Diamond grinding to reduce highway noise

One Lake County community is paying out of its own pocket to reduce noise on I-294 by diamond grinding the road:

The village [of Green Oak] will pay nearly $338,000 for a process called diamond grinding to hopefully reduce the racket along that stretch of road.

“The idea here was to grind it and produce a quieter pavement and pavement noise in the lower frequency range so it wasn’t so obnoxious,” Village Engineer Bill Rickert said.

That sound also described as “singing” by Rickert spurred several complaints after the tollway widening was completed about three years ago, and sent village leaders on a quest for a solution…

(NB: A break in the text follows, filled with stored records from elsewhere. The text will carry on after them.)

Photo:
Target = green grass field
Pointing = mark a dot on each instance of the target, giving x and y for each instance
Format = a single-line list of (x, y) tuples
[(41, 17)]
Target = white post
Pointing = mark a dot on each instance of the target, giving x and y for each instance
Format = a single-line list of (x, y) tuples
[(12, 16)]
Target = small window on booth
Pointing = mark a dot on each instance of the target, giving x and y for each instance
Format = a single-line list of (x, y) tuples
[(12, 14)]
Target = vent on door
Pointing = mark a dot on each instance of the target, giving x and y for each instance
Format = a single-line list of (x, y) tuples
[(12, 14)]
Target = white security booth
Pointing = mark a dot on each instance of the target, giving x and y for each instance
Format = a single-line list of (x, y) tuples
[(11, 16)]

In the simplest terms, the concrete road surface had been tined or grooved perpendicular to the road surface, he said. The diamond grinding changed the grooves to run parallel, evoking “more of a corduroy-type feel,” and theoretically producing lower noise levels in frequencies less noticeable to the human ear.

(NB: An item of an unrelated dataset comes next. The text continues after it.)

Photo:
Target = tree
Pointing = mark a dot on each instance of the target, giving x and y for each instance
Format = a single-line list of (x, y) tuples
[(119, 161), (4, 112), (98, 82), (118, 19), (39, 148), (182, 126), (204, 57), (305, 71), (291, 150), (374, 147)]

While diamond grinding emerged as the village’s proposed solution, it isn’t used by the tollway as a noise reducing technique.

It would be interesting to see how this solution compares with building sound barriers – is diamond grinding cheaper or more effective? If this is an effective technique and people agree about this, why doesn’t the Tollway use it?

I have had some more interest in this lately because our neighborhood borders a busy arterial road that is being expanded from 2 to 4 lanes. Because of this, sound barriers have been installed. I don’t think they look too bad with a sort of faux beige brick look. Granted, I don’t live in a house that backs up to these walls and I assume there is a price (in housing value) to pay for backing up to these walls. Going further, at night we can faintly hear the nearby highway that is 1.5 miles away – it is a sort of background noise. But having grown up close to a railroad track which produced more sporadic but louder noise, can’t you simply get used to these things? Perhaps the difference here is that people in these neighborhoods near the Tri-State haven’t had this level of noise until the highway was expanded.

Shopping malls and noise devices to discourage loitering

A shopping mall in Washington D.C. has installed a noise device, the Mosquito, to discourage loitering:

The owners of the Gallery Place commercial strip have installed an anti-loitering noise device — one to discourage any loiterers, not just teens. Gallery Place has further urged the D.C. Council to pass an anti-loitering ordinance, something the city currently lacks.

Youths in particular are said to be sensitive to a greater range of high-pitch sounds. But Gallery Place Partners, LLC, insists they did not install the “state-of-the-art safety feature” to target teens alone. According to Gallery Place, the Mosquito installed in the Metro plaza is set to a tone that can be heard by people of all ages.

I recall reading that prior attempts to install such devices were accused of being targeted at teenagers because they can better hear and are therefore more annoyed with high-pitched noise-making devices. It sounds like this shopping center is pitching the device as a boon for all users – but are teenagers still the main target?

But this is also a reminder that shopping malls are not public spaces. Even though they are often function as such as place with crowds gathering just to hang out, they are privately owned and the owners are ultimately interested in making money.

Bonus: a link at the bottom of the news story to that takes you to the makers of the Mosquito where you can then find how annoying you find the Mosquito!